Oral Presentation Australasian Cytometry Society 44th Annual Conference and Workshop

Potential of macrophage classification based on flow cytometry autofluorescence (24559)

Tetiana Hourani 1 , Alexis Perez Gonzalez 1 , Rodney Luwor 1 , Adrian Achuthan 1 , Akram Al-Hourani 2
  1. The University of Melbourne, Carlton, VIC, Australia
  2. School of Engineering, RMIT University, Melbounne, Victoria, Australia

Macrophages are innate immune cells that are very responsive to the surrounding microenvironment which shapes their morphology, metabolism, expressed markers, and functions. While expressed markers are the most used property to describe phenotypes, multiple reports indicate that macrophage morphology and autofluorescence are also valuable characteristics that can be used for identification. In this presentation, we will provide an overview of our recent work on using flow cytometry autofluorescence signature to classify six different macrophage phenotypes.
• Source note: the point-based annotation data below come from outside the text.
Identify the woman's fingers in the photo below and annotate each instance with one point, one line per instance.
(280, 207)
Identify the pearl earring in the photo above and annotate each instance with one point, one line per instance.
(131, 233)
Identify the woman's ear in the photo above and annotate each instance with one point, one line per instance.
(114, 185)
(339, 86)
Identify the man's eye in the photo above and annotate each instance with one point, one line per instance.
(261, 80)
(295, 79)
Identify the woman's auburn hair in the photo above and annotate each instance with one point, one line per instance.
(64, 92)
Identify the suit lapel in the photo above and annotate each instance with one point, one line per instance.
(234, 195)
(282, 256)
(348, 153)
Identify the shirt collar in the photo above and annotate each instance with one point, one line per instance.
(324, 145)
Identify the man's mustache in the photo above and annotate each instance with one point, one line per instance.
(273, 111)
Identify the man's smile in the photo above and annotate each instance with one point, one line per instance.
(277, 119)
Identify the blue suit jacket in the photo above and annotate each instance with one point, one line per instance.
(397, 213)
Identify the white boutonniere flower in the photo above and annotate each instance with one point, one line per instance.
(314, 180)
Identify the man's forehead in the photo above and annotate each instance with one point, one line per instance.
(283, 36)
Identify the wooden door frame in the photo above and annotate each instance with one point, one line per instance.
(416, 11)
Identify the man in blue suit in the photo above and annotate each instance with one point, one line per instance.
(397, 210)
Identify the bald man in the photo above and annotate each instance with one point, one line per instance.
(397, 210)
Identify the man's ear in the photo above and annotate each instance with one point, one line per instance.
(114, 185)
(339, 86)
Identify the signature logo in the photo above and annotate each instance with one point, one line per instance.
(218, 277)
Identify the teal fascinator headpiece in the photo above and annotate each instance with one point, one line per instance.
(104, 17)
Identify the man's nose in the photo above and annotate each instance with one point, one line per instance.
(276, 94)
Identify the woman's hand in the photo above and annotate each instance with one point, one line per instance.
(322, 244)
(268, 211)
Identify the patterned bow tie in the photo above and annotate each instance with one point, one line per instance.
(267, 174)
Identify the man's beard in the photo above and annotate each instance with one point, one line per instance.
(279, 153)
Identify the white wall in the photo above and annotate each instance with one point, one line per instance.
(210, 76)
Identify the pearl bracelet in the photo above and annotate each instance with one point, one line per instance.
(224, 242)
The identification was based on extracted signals from multi-detector flow cytometer with multiple laser wavelengths. To achieve the identification, we applied three machine learning methods to detect phenotype fingerprint based on the response vector, where the fully connected neural network architecture provided the highest classification accuracy. These results indicate the potential of the intrinsic autofluorescence for classifying macrophage phenotypes, with the proposed method being quick, simple, and cost-effective way to accelerate the discovery of macrophage responsiveness to various stimuli.